Corporal Catherine Galliford, spokesperson for the mounted police on the task force, would not comment on specific evidence that brought authorities to Pickton's farm five years later, except to say that in reviewing hundreds of missing persons files, Pickton was zeroed in on as a potential suspect.
"We are still looking at hundreds of other potential suspects. We have to be extremely open-minded," Galliford said, although Pickton is the only person currently facing charges.
In numerous media reports, Pickton's acquaintances have described him as a quiet loner who never drank or smoked but simply dedicated his life to working on the property he and his brother and sister inherited when their parents died in the 1970s.
Neither of his siblings has been charged in connection with the crimes.
He reportedly worked long days tending to the salvage business he ran with his brother, David, on the property they grew up on, in addition to looking after the slaughterhouse he ran on his own.
But Leng claims there was a dark side to Pickford that few were aware of, one he says he notified police of as early as 1999, one year after de Vries went missing.
After her disappearance, Leng began talking with her acquaintances in Downtown Eastside. He says he soon discovered she wasn't the only one to have vanished mysteriously.
Leng published a Web site dedicated to finding deVries, through which he says he was contacted by a former Pickton employee.
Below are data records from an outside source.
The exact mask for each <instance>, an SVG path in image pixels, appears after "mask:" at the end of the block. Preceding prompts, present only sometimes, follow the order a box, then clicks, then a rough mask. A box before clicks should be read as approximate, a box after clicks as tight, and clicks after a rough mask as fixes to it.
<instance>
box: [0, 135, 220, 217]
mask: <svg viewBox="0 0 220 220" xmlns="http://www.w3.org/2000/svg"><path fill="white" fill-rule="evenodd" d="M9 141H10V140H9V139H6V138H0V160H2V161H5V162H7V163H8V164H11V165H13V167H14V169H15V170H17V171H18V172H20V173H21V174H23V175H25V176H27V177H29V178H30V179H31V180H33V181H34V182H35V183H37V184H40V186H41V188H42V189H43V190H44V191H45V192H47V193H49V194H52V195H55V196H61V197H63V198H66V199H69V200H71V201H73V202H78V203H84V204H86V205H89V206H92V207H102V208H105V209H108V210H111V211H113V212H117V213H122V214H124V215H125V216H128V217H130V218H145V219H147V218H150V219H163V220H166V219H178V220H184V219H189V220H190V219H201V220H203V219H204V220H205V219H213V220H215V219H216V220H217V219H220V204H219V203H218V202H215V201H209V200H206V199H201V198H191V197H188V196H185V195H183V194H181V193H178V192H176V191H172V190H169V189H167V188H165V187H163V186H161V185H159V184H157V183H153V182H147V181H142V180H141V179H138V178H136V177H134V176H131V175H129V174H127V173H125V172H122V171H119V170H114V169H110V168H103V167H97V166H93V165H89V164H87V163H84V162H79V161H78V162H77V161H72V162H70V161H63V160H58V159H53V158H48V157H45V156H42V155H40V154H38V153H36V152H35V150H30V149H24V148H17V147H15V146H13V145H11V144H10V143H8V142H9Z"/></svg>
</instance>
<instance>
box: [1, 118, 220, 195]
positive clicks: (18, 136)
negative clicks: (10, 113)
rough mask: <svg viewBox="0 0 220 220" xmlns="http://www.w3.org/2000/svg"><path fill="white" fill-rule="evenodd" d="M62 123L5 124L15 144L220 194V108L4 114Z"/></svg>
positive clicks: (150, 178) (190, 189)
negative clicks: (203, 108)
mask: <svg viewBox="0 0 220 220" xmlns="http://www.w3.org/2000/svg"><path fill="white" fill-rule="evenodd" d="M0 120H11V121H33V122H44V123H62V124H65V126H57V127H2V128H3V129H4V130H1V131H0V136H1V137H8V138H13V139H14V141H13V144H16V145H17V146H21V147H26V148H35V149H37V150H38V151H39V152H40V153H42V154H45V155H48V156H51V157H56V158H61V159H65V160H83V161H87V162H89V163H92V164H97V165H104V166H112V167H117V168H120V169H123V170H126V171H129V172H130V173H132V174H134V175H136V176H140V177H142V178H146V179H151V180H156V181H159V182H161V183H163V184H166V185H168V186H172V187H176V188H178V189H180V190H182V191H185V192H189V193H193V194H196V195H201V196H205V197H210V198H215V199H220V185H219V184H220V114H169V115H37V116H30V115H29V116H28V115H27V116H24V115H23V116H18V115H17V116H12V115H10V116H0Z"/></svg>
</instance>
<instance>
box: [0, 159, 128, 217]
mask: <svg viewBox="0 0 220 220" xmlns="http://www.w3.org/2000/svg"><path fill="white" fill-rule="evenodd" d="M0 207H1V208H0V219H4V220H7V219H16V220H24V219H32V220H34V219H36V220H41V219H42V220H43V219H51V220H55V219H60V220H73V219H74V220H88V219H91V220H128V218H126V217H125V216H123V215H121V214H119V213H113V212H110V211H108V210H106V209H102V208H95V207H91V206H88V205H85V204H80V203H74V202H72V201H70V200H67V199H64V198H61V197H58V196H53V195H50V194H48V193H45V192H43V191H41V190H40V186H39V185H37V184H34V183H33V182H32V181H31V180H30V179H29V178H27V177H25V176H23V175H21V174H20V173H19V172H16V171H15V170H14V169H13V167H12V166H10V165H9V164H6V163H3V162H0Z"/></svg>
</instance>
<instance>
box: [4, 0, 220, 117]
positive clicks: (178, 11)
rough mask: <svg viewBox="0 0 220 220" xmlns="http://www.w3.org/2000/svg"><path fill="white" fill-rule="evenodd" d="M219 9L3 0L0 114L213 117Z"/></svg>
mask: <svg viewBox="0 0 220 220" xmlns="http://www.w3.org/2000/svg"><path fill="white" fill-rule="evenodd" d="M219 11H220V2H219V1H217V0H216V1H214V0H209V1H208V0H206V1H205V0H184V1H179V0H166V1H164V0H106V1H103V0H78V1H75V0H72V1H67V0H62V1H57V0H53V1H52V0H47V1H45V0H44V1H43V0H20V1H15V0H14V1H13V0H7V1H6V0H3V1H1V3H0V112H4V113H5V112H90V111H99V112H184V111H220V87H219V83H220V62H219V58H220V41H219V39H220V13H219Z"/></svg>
"He told me about this crazy farmer named 'Willie' he worked for, and that his stepsister had seen all these women's IDs and some bloody clothing in his house," Leng said. "I told police about it, but I didn't hear any more about it from police until the investigation began."
Once authorities completed their search of Pickton's farm, an equally exhaustive preliminary hearing followed in January 2003.
Testimony from the six-month proceeding was sealed from the public, as is standard in Canada, to prevent media reports from biasing potential jurors.
A trial date has not been set, but reports cite a spring 2005 date at best.
Pickton faces a number of consecutive life sentences if convicted. There is no death penalty in Canada.
Leng, who was says he was present for the preliminary hearing, describes his emotions as both anticipatory and dread-filled as he prepares to face trial evidence he describes as "very gruesome."
"These women were addicted to a lifestyle that they couldn't escape," Leng said. "Sarah was tired of it. She wanted to get out, but she didn't do it in time."